In what could be a blow to Huntington Beach's ban on banner-towing airplanes, the FAA has clarified that it has ultimate jurisdiction over airspace, according to evidence introduced Friday in a federal court challenge to the city's ban.
Huntington Beach had joined Honolulu in enacting bans. But the Federal Aviation Administration's clarification states that it -- not cities -- controls air traffic.
"The FAA just changed their regulations and are asserting their jurisdiction over banner towing," said Greg Cunningham, executive director for the Center for Bio-Ethical Reform, which challenged the city's ordinance on 1st Amendment grounds.
U.S. District Court Judge Alicemarie H. Stotler was not persuaded that the notice, which is in draft form, could be construed as a new regulation.

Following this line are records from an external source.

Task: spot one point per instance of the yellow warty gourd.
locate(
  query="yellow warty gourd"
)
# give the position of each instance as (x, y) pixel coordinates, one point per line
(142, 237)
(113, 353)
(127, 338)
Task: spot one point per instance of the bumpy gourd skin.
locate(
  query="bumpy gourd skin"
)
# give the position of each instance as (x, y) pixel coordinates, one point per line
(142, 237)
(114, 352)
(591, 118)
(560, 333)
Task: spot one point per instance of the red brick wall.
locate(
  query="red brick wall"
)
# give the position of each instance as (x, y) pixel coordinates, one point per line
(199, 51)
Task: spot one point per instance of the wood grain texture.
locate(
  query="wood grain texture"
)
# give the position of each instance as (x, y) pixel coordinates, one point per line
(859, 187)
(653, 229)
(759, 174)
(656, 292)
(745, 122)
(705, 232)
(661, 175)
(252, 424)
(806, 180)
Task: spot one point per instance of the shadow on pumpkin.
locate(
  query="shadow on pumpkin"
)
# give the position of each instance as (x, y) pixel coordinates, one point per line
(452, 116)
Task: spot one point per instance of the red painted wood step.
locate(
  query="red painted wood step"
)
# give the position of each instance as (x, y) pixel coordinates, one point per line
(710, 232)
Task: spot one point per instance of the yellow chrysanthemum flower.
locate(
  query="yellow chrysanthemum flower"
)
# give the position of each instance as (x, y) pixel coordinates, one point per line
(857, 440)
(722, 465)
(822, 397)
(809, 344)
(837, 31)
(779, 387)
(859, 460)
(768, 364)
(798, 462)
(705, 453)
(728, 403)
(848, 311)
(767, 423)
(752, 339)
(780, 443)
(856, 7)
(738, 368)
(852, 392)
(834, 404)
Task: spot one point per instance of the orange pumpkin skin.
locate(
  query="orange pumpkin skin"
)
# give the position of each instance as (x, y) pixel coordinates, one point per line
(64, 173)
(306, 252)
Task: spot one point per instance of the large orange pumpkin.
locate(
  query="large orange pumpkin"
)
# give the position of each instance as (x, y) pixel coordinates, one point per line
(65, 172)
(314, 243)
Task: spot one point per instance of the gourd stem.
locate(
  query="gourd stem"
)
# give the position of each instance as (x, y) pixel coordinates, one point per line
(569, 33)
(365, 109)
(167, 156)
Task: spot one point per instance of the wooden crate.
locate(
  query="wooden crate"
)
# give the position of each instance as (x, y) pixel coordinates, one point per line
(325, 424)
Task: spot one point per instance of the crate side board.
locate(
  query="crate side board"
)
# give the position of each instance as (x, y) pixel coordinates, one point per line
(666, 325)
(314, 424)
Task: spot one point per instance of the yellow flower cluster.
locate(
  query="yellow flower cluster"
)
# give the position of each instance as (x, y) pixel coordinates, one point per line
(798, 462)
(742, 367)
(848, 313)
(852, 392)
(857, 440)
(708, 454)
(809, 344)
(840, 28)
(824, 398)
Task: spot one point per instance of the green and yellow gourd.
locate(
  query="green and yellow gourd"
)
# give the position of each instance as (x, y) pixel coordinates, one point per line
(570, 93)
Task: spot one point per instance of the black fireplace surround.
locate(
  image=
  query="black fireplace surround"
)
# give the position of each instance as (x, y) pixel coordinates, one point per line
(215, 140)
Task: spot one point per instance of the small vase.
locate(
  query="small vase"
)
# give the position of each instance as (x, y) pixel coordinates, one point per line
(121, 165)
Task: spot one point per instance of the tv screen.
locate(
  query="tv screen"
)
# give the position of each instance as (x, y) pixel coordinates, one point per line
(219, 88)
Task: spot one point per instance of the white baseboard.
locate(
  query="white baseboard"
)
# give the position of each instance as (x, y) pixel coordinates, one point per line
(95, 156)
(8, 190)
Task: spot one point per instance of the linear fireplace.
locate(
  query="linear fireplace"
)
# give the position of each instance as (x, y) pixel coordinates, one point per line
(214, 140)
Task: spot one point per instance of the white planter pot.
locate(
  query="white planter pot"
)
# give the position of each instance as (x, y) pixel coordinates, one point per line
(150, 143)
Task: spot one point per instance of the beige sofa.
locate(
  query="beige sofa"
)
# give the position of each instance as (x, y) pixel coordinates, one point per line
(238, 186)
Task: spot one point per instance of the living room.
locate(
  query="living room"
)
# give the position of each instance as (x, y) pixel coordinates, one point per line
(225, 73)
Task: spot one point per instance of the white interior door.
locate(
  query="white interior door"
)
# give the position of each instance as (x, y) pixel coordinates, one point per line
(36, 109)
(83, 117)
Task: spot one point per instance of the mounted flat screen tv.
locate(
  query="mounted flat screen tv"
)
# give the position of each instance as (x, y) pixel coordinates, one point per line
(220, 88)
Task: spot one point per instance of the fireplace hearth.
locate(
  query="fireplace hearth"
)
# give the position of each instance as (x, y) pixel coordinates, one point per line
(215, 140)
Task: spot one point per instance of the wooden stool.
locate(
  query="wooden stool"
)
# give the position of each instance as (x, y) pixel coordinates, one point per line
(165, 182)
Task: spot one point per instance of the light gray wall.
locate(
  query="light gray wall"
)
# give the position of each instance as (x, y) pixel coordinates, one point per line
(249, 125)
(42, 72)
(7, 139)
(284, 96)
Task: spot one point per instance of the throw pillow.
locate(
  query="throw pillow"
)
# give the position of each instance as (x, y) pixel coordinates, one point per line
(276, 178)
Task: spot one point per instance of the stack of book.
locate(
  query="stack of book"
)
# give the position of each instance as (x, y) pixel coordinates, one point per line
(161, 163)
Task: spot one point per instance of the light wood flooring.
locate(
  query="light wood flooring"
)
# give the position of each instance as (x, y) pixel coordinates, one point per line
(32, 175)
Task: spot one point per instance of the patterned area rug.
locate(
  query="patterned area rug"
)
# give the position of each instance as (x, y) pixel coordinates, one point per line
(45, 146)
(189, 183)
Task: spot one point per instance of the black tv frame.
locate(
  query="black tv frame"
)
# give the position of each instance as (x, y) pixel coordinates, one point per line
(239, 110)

No FAA representatives were present in court. But an FAA spokesman said the changes have been in effect since the Oct. 7 notice was sent to flight-standards district offices nationwide.
Stotler set a hearing for Dec. 6, giving both sides time to determine the FAA's authority and intent. A temporary restraining order against the ban was extended until the hearing.
"We barely got this notice by the FAA sent to us by opposing counsel yesterday," said Sarah Lazarus, Huntington Beach deputy city attorney. "We have not had a chance to fully understand what it means."
The notice, which came out of the FAA's Flight Standards Service, states that it was written to clarify an earlier FAA order that included statements "that have been misinterpreted" to recognize the ability of state and local governments to police banner towing.
Beach communities have been stymied in their efforts to curb plane noise and banners because airspace is controlled by the FAA, which has long supported the right of the banner-towing planes to operate.
But a recent federal appeals court ruling upholding Honolulu's ban on aerial advertising had given coastal towns hope that they could impose regulations, if not an outright ban.
Huntington Beach council members passed the ordinance because of complaints the airplanes were a noisy eyesore. The ordinance was to have taken effect Oct. 16.
Cunningham said he believes the FAA has taken action because it didn't want new flight restrictions by many cities, "all different from each other," which would hinder navigation.
He represents an antiabortion group that is waging a free-speech battle against the city. "This most likely will end in the city repealing its ordinance," Cunningham said.